O desenvolvimento do Epistemic Provenance Mesh Protocol (EPMP), uma estrutura de diagnóstico publicada de forma independente, visa verificar a origem humana genuína de contribuições epistêmicas em diálogos entre humanos e IA. O fenômeno central é a distinção entre o pensamento humano original e a "coerência andaime por IA" (AI-scaffolded coherence), onde o humano apenas delega o ato de pensar ao modelo. O protocolo opera através de observáveis nativos já presentes na arquitetura dos LLMs, sem necessidade de instrumentação externa, analisando a morfologia da contribuição humana no rastro do diálogo.
E daí?
À medida que a IA se integra ao fluxo de trabalho intelectual, a simples detecção de texto gerado por máquina torna-se obsoleta; o novo desafio é detectar a ausência de pensamento humano. Premissa desafiada: a premissa de que a autenticidade intelectual em ambientes mediados por IA pode ser garantida por detectores de plágio ou análise de estilo superficial, ignorando a arquitetura epistêmica e o processo cognitivo subjacente.
O que muda?
De: verificação de autoria baseada em detecção de texto sintético e plágio → Para: forense epistêmica focada na validação da arquitetura cognitiva e do processo de pensamento do autor humano.
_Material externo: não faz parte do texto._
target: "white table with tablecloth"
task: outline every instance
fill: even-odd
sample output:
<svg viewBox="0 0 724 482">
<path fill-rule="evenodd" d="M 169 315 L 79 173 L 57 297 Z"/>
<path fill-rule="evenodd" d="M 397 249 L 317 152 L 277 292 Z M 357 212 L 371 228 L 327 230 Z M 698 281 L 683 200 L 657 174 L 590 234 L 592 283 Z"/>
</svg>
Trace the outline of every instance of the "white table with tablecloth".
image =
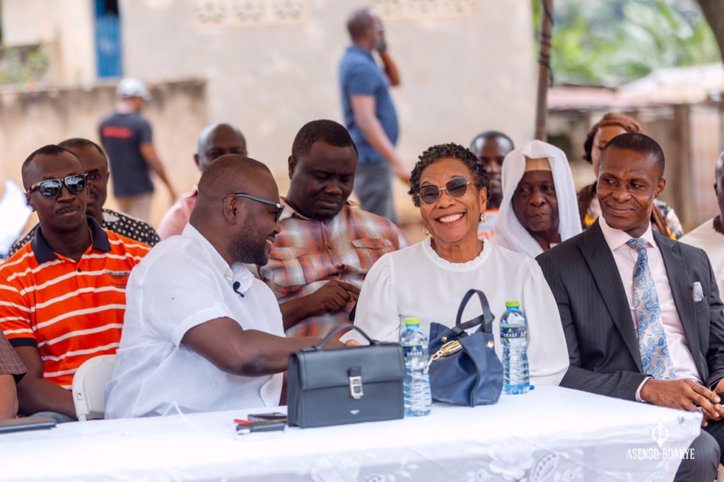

Estágio atual: nascente, restrito a working papers teóricos e provas de conceito acadêmicas independentes.
Se sinal crescer
Surgiria um novo mercado de "certificação de cognição humana" para publicações acadêmicas, patentes e documentos legais, onde a prova de que o humano realizou o trabalho epistêmico (e não apenas editou a saída da IA) se tornaria um requisito regulatório ou de integridade institucional.